(ORDO NEWS) — Archaeologists have discovered the remains of a peacock that lived in the 13th century in the Gothic Quarter of Barcelona.
Previously, such ancient bones of these birds were not found in Spain, although they have been known in Europe since ancient times.
Scientists could not find any traces of butchering or heat treatment, so they believe that the peacock was probably kept to demonstrate wealth.
Exotic birds in the Mediterranean and Europe have been present since antiquity, as evidenced by archaeological evidence.
The best-known example is domestic chickens (Gallus gallus domesticus), which live in the wild in South and Southeast Asia.
According to recent research, two Greek colonies in Italy had chickens as early as 776-540 BC.
Other birds were also kept as pets, such as common guinea fowls (Numida meleagris) or African ostriches (Struthio camelus).
Since ancient times, ordinary peacocks (Pavo cristatus) have also been known in Europe, the natural range of which is located on the territory of modern India, Bangladesh, Sri Lanka and some other Asian countries.
So, in ancient Greece, peacocks became an object of worship, since they were considered sacred animals, symbolizing the vault of heaven.
The Romans dedicated these birds to the goddess Juno.

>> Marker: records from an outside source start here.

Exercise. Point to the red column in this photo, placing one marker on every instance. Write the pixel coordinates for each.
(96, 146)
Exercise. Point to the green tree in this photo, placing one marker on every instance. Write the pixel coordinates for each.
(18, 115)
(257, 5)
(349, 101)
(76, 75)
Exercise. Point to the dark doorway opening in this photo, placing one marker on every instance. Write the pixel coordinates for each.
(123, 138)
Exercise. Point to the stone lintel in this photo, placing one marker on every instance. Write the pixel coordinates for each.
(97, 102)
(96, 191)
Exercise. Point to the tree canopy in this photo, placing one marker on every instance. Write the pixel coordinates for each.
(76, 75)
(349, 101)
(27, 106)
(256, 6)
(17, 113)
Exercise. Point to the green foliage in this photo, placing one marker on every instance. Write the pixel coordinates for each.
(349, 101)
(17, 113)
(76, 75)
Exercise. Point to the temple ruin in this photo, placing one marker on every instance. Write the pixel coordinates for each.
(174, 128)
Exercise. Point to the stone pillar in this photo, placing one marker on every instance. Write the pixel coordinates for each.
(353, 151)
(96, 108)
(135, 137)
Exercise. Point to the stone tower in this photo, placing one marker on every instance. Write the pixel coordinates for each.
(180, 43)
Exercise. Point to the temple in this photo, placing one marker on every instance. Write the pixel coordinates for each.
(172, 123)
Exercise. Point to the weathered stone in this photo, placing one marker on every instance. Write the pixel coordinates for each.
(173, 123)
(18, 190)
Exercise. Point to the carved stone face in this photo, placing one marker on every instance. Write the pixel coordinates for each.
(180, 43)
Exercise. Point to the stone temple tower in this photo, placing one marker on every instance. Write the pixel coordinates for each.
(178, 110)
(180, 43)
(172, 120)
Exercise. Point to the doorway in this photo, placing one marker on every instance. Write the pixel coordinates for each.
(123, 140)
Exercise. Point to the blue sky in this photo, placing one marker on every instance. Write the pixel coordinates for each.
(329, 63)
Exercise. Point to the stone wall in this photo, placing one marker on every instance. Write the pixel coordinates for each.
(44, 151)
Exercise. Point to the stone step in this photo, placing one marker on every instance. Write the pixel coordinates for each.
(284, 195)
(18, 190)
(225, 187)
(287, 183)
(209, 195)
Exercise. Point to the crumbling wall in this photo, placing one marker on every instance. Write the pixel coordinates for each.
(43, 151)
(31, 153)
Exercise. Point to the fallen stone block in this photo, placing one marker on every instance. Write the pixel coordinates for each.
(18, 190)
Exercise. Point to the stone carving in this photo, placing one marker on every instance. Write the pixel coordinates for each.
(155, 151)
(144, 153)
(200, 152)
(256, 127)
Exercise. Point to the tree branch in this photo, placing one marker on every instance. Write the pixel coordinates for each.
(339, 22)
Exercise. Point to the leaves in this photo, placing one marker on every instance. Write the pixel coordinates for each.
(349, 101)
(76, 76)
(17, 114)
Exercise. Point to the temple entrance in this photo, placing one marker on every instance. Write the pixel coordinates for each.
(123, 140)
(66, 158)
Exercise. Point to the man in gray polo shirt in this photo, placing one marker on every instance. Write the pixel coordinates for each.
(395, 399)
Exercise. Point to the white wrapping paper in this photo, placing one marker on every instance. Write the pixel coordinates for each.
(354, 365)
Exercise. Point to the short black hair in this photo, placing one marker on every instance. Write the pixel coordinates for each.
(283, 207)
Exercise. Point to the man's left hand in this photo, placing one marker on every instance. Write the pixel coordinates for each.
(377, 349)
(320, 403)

At the same time, this did not at all prevent serving peacock dishes decorated with feathers on the table, although their meat is tough and tasteless.
The peacock was also important in Christianity, where it was considered a bird of paradise and symbolized the immortality and incorruptibility of the soul.
Marina Fernandez from the University of Barcelona, together with Spanish colleagues, examined the remains of animals found during security and rescue work in the Gothic Quarter of Barcelona.
Among them, most of the bones belonged to mammals, for example, sheep (Ovis aries), cattle (Bos taurus), pigs (Sus domesticus). In addition, the remains of birds, fish and shellfish were present.
Among the few bird bones found, the remains of domestic chickens (Gallus gallus domesticus) stood out. However, paleo zoologists drew attention to 14 bones that belonged to one adult peacock.
Radiocarbon analysis showed that this bird died between 1210 and 1278 AD, that is, apparently during the reign of King Jaime I the Conqueror (1213-1276).
This dating is consistent with pottery found in the same sediment layers. Earlier bones of this species were not found in the medieval contexts of the Iberian Peninsula.
The peacock bones found differed from the rest of the remains of birds, especially domestic ones, since they did not have any signs of being eaten.
So, paleo zoologists did not find traces of cutting, gnawing or heat treatment. However, in their opinion, this does not mean at all that peacocks were not eaten in medieval Catalonia.
Written sources testify that representatives of this species have been kept since ancient times both as decorative pets and served as gourmet dishes.
In addition, the peacock personified eternal life, therefore, since Roman times, its image has been found on funerary monuments. Later, this symbol spread to the Christian tradition.
The researchers noted that since the 13th century in Catalonia, peacocks have been featured in exclusively secular contexts.
For example, a document on the expenses of the future King Pedro III (1276-1285) contains information from 1268 on spending on food for a peacock.
In addition to the fact that this dating coincides with radiocarbon dating, scientists drew attention to the fact that the royal palace was located about 200 meters from the archaeological site.
In addition, peacocks are mentioned in cookbooks dating back to the 14th-15th centuries.
Taking into account the many reasons why the remains of a bird could be in the investigated context, the scientists concluded that it was likely that the peacock demonstrated the wealth of its owner, that is, it was kept for show.
At the same time, the researchers also did not completely exclude the symbolic meaning of this animal.